Up until my departure from the company on July 31, 2014, I continued to support the implementation of the model; this included sitting on the search committee for the new curator. We learned a great deal about the model during this process, both its opportunities and its challenges. Wonderful candidates came to the table but the committee decided to relaunch the call because it recognized that the position required a full-time commitment.
This process is currently ongoing but I am no longer involved.
Now that I am gone from the company, I’d like to talk about the circumstances surrounding my departure. My original succession plan was a two-year proposal. This was outlined in the company’s public funding applications for 2014-2015 and included as part of the IPH model rollout. In year one, I was to remain as artistic director and work closely with the new curator in a spirit of discovery and transition because so much of the model was an invented space that had little precedent. This was very exciting to me as an artist and leader. During this time I was also to hold the role of RA. In the following year, I would relinquish the artistic director role and continue as RA while the curator would act as the company’s lead artistic voice. This would have marked my tenth and final year with Dancemakers.

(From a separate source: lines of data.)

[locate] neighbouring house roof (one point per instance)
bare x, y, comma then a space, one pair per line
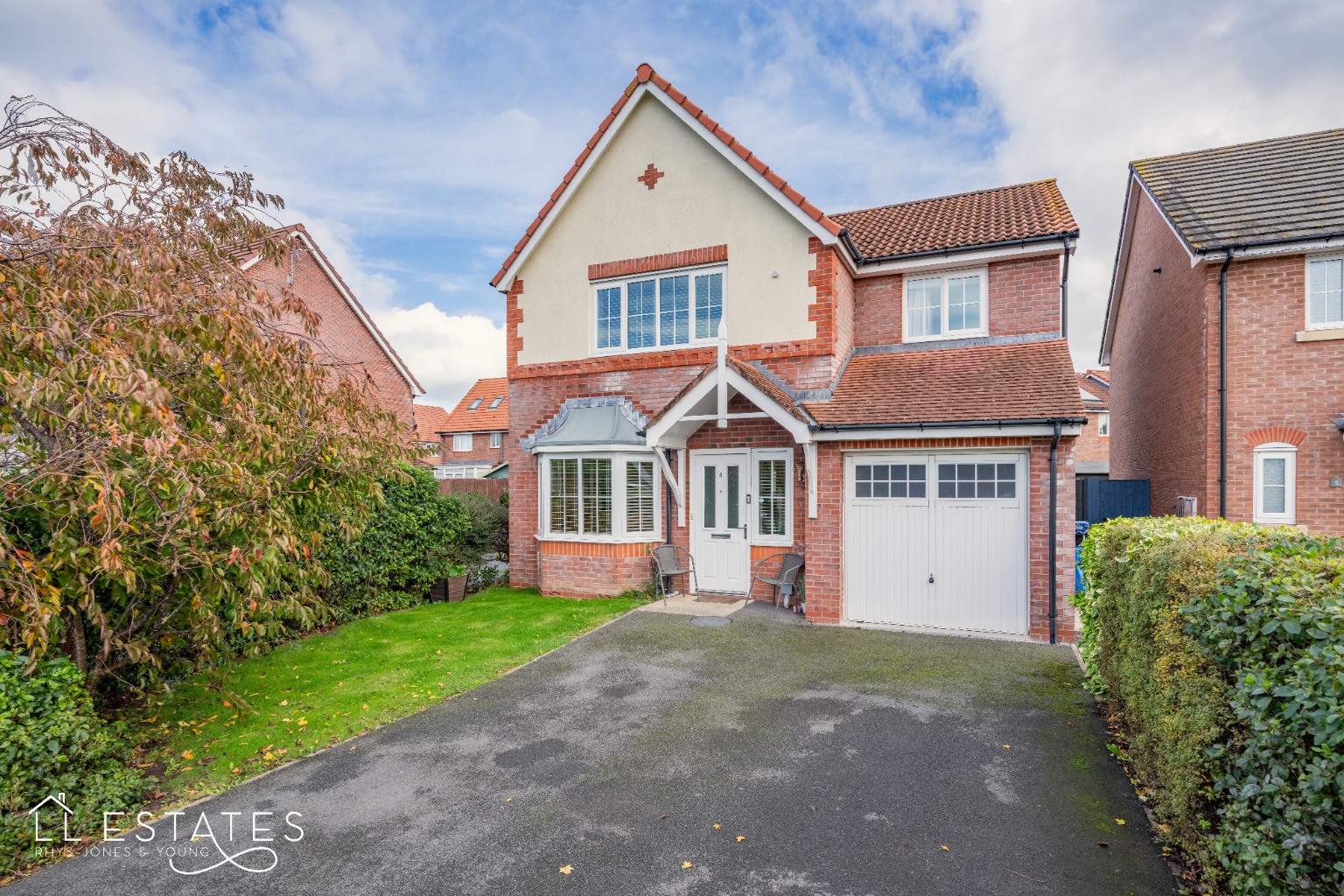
642, 75
298, 231
1095, 389
483, 418
1269, 191
985, 216
430, 421
1018, 382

On April 8, 2014, I was told that the board of directors had unanimously decided not to renew my contract as artistic director because it wanted to accelerate the implementation of the IPH model in order to build on momentum generated by the announcement. (Considering that the public announcement had only been made a week earlier on April 3 and that the decision to not renew my contract was made in January or February, I remain confused by this statement by the board.) The board also indicated that, because of the large cut from the Canada Council and being placed on “fair notice,” it needed to show deeper and greater change within the company earlier than anticipated in order to reduce the possibility of future reductions. The board also offered me the position of RA, which I eventually declined, feeling that if I wasn’t welcome to implement the artistic model as I had designed it, then I needed to make a clear break.
Just prior to my departure, the company received its funding results for next season. Once again, they were all over the map: the Toronto Arts Council increased its commitment, the Ontario Arts Council reduced its allocation and the Canada Council, whose previous reduction, in my mind, had instilled the fear at the board level that had led to my eventual non-renewal as artistic director, was sustained, neither reduced nor increased. None of the juries knew of the changes in my relationship to the company when they met to adjudicate our file, so their evaluations were based solely on the IPH model as proposed, including my continued role in its early implementation and discovery. So what does this say about the board’s decision not to renew my contract in the leadership position as planned? Were they being overzealous in choosing a route that did not involve me in conversation so that we could address concerns with transparency in a collegial spirit of collaboration? Did they apply the hard-and-fast binary rules of for-profit thinking to a field that does in fact place as much, if not more, value on the human beings at the core of the organization, while still working on and deeply valuing impact? Why did the board express nothing but unequivocal support for me and my vision when the Canada Council cut our funding, only to turn around, nine months later, and change course without consulting me?
There is no way, had I stayed on at Dancemakers as planned, of either anticipating negative outcomes or promising positive ones, but in a field that is dedicated to cultivating rich human connections in a complex system of unknowns, I think it would have been a safe bet to give me the benefit of the doubt.
Despite the fact that the silver lining of this entire fiasco has yet to materialize for me, I remain committed to the values and potential behind the IPH model and wish the company well as it continues to forge, as it has for forty years, a new state of becoming.